Gujarat State Legislative Assembly in India has passed Secondary and Higher Secondary Education Amendment Bill 2021.
The amendment means that the state government now makes it mandatory for minority institutions to appoint principals and teachers who have been cleared by the government run teachers’ aptitude test (TAT) only – effectively meaning that the State Government now hires and fires school staff including those run by Christian organisations.
This presents challenges for Church run schools in Gujarat and its possible ramification for Christian schools in the rest of India This development in India brings into sharp focus the potential dangers posed by anti-discrimination laws to the religious fundamentals of Christian run schools around the world. That is the delicate line between the state and the church that we are looking at.
The original Act, the Gujarat Secondary and Higher Secondary Education Act of 1972, had exempted minority institutions based on religion and language from provisions of the Act that lay down qualifications, methods of selection and conditions of appointment, promotion and termination of employment and rules for conduct and discipline of the headmaster and the teaching and non-teaching staff of registered private secondary schools.

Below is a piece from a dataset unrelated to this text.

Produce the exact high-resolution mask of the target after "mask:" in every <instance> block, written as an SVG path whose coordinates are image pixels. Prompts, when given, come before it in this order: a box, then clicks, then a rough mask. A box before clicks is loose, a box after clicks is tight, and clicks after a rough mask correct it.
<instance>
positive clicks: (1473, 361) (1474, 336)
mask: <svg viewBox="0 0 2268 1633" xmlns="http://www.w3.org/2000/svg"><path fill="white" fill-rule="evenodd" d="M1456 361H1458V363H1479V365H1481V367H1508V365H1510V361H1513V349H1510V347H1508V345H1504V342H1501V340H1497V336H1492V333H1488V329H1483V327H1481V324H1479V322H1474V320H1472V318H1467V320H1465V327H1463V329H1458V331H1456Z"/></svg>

This is what this new amended act is changing. It is essentially taking over the running of private institutions which before now the government had no jurisdiction over. The government, in passing this amended act said that the current centralised recruitment process in government and grant-in-aid schools is followed but in private or so-called minority schools candidates’ selection ignores the importance of the aptitude test exams.
This is said to affect the appointment of quality teachers and principals in the self-governing schools.